Note that streaming parsers usually do not provide a proper string unescaping,
DTD resolving and namespaces support.
test huge_quick_xml ... bench: 2,997,887 ns/iter (+/- 48,976)
test huge_roxmltree ... bench: 3,147,424 ns/iter (+/- 49,153)
test huge_xmlrs ... bench: 36,258,312 ns/iter (+/- 180,438)
test large_quick_xml ... bench: 1,250,053 ns/iter (+/- 21,943)
test large_roxmltree ... bench: 1,494,886 ns/iter (+/- 30,384)
test large_xmlrs ... bench: 11,239,516 ns/iter (+/- 76,937)
test medium_quick_xml ... bench: 206,232 ns/iter (+/- 2,157)
test medium_roxmltree ... bench: 421,137 ns/iter (+/- 13,855)
test medium_xmlrs ... bench: 3,975,916 ns/iter (+/- 44,967)
test tiny_quick_xml ... bench: 2,233 ns/iter (+/- 70)
test tiny_roxmltree ... bench: 2,522 ns/iter (+/- 31)
test tiny_xmlrs ... bench: 17,155 ns/iter (+/- 429)
Notes
The benchmarks were taken on a Apple M1 Pro.
You can try running the benchmarks yourself by running cargo bench
in the benches
dir.
- Since all libraries have a different XML support, benchmarking is a bit pointless.
- We bench libxml2 using the rust-libxml wrapper crate
Memory overhead
roxmltree
tries to use as little memory as possible to allow parsing
very large (multi-GB) XML files.
The peak memory usage doesn't directly correlate with the file size but rather with the amount of nodes and attributes a file has. How many attributes had to be normalized (i.e. allocated). And how many text nodes had to be preprocessed (i.e. allocated).
roxmltree
never allocates element and attribute names, processing instructions
and comments.
By disabling the positions
feature, you can shave 8 bytes from each node and attribute.

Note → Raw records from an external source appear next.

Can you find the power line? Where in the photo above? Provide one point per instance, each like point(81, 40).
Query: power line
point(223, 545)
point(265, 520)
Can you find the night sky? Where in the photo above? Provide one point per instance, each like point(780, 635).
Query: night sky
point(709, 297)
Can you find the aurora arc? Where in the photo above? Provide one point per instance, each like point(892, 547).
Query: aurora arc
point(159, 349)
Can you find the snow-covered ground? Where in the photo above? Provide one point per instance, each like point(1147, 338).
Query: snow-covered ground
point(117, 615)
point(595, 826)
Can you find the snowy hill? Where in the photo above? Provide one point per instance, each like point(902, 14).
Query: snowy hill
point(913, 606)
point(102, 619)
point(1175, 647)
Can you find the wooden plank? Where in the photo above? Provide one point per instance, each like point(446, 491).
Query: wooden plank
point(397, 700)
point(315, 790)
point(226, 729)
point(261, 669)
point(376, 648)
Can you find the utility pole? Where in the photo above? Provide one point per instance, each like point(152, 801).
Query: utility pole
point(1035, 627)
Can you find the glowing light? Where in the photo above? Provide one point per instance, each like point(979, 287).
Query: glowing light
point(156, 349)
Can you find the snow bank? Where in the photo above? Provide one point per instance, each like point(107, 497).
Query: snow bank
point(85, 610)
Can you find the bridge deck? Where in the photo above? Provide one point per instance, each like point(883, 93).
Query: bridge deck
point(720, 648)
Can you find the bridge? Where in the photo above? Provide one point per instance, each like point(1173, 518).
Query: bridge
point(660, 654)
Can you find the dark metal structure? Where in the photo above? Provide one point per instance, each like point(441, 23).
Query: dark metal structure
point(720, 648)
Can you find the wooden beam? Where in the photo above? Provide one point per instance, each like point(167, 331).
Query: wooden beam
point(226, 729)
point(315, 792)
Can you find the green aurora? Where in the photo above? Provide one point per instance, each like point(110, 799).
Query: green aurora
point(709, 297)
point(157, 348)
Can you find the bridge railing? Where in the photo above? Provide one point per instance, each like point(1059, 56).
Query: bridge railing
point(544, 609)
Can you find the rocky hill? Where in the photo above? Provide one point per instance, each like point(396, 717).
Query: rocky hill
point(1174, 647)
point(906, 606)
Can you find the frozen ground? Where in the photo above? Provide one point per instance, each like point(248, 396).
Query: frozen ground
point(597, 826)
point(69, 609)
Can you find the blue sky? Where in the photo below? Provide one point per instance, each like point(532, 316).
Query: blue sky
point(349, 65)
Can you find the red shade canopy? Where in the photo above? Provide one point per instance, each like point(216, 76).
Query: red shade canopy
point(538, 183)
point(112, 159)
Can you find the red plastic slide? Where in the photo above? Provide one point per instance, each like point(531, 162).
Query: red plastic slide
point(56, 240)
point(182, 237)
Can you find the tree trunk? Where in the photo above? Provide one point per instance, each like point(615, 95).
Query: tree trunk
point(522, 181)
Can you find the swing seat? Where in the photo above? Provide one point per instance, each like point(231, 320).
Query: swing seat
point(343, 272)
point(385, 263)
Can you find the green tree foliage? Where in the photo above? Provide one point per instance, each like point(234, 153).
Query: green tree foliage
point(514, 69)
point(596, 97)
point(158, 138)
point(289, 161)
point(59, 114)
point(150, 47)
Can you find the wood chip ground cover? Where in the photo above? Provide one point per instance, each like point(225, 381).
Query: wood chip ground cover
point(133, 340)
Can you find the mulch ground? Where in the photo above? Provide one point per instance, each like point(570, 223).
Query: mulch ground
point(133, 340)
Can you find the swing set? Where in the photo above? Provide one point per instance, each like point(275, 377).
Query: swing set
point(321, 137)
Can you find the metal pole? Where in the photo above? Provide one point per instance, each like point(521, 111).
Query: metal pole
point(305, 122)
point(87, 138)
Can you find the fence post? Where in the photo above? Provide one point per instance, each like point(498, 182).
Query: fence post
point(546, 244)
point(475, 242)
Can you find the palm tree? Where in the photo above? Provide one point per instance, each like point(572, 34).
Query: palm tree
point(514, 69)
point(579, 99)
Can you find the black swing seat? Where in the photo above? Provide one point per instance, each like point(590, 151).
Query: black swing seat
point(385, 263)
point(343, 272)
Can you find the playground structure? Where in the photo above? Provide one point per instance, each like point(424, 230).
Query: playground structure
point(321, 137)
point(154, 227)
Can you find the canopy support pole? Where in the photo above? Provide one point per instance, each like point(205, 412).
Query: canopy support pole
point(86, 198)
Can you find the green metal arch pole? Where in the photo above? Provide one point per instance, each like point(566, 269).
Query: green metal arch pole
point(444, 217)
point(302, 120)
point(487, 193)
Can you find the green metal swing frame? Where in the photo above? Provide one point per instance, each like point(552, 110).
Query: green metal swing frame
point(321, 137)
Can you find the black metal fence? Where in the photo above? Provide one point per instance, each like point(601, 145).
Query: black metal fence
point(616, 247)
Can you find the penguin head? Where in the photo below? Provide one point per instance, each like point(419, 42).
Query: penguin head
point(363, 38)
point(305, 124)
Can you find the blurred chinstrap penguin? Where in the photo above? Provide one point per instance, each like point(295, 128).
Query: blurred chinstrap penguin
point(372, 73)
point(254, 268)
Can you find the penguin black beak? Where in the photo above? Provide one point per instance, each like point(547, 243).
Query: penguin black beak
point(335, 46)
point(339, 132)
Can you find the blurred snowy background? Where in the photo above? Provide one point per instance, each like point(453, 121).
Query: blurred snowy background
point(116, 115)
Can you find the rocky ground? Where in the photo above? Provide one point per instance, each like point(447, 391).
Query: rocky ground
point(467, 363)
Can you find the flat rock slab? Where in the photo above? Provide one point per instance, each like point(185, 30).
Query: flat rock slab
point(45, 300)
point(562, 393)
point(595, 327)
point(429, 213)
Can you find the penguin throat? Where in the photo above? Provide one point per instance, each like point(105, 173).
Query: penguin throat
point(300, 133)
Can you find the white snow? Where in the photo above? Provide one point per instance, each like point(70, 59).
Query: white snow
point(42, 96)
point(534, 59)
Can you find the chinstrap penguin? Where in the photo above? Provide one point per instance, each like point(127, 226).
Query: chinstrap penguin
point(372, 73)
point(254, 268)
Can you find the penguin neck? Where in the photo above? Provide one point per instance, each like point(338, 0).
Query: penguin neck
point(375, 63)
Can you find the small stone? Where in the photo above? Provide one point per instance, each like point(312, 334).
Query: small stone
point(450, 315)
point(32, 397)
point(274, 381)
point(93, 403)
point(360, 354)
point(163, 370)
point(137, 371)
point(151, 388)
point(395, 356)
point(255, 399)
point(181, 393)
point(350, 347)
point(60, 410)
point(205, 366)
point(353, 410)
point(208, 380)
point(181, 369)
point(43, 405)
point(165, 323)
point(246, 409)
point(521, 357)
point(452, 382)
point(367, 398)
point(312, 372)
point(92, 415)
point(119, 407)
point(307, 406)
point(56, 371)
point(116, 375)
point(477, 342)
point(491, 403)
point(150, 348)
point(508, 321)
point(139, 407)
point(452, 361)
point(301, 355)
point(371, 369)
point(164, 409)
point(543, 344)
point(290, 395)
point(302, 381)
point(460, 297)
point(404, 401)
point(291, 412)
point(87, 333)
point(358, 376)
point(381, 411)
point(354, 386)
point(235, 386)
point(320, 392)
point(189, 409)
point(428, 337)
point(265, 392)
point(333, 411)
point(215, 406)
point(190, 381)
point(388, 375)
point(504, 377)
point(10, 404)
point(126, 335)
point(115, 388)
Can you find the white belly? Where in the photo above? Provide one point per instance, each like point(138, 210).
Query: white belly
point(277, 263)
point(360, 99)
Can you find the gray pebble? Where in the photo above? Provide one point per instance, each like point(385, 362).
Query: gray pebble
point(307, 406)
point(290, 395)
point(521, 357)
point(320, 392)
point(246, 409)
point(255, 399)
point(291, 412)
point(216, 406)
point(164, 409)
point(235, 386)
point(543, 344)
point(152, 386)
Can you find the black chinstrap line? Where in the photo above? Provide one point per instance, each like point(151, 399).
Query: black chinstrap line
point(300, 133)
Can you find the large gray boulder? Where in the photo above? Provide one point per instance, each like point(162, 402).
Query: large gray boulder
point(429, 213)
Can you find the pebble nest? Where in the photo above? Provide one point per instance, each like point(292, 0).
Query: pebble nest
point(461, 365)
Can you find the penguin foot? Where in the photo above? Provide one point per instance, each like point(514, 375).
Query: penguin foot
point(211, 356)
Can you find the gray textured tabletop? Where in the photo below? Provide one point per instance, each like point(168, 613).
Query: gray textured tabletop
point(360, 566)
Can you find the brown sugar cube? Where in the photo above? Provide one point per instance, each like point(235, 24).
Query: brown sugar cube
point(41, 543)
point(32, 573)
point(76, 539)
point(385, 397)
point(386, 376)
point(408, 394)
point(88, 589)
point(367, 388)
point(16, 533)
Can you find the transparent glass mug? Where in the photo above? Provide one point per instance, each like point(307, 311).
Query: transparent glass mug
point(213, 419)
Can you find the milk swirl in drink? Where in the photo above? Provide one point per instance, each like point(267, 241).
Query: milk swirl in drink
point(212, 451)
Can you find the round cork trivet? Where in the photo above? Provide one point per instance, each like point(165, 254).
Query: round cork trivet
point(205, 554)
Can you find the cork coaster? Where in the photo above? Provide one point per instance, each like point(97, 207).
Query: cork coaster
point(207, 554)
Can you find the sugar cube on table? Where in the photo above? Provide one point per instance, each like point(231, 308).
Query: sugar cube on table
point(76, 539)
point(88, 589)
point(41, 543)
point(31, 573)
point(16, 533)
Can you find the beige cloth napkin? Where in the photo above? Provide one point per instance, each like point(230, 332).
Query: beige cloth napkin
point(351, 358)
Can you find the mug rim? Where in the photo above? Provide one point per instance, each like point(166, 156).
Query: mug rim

On average, the overhead is around 6-8x the file size.
For example, our 1.1GB sample XML will peak at 7.6GB RAM with default features enabled
and at 6.8GB RAM when positions
is disabled.
Safety
- This library must not panic. Any panic should be considered a critical bug and reported.
- This library forbids
unsafe
code.
API
This library uses Rust's idiomatic API based on iterators. In case you are more familiar with browser/JS DOM APIs - you can check out tests/dom-api.rs to see how it can be mapped onto the Rust one.
Built on top of this API, a mapping to the Serde data model
is available via the serde-roxmltree
crate.
License
Licensed under either of
at your option.
Contribution
Unless you explicitly state otherwise, any contribution intentionally submitted for inclusion in the work by you, as defined in the Apache-2.0 license, shall be dual licensed as above, without any additional terms or conditions.